= Wayne Gould =

Hong Kong retired judge (born 1945)

Wayne Gould (高樂德) (born 3 July 1945 in Hāwera, New Zealand) is a retired Hong Kong judge, known for helping to popularise sudoku puzzles in the United Kingdom and the United States.

In the mid-2000s, he pioneered the global success and popularity of the Sudoku puzzle outside Japan where it had been popular for about two decades. Gould worked as a judge in the criminal courts of Hong Kong until 1997. In 1997 he noticed a sudoku book in a bookshop in Tokyo. Gould then spent six years developing a computer program, known as Pappocom Sudoku, that could mass-produce puzzles for the global market. In September 2004, he published a puzzle in The Conway Daily Sun (of North Conway, New Hampshire) in the United States, and he convinced the London Times to publish the puzzle, starting in November 2004. His work led to the publication of sudoku puzzles in many UK newspapers.

Part of his strategy was offering newspapers a daily puzzle at no charge, unique to each paper, for publication accompanied by an offer of its solution via the Pappocom website. The website also offered those consulting it a low-cost program that generates and, if desired, assists in solving, unlimited Sudoku puzzles of a difficulty and style specified by the user.

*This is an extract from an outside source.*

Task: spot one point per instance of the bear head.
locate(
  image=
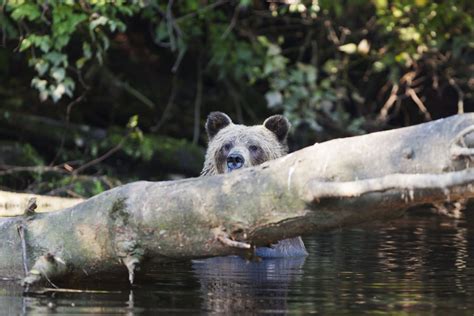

He is also editor of several paperback collections of the puzzles called Su Doku: The Utterly Addictive Number-placing Puzzle, published in 2005 by The Times Books (ISBN 0-00-720732-8, ISBN 0-00-721350-6, ISBN 0-00-721426-X).

He was named one of the Time 100 world's most influential people of 2006 by Time magazine.
He is the brother of the former British politician Bryan Gould.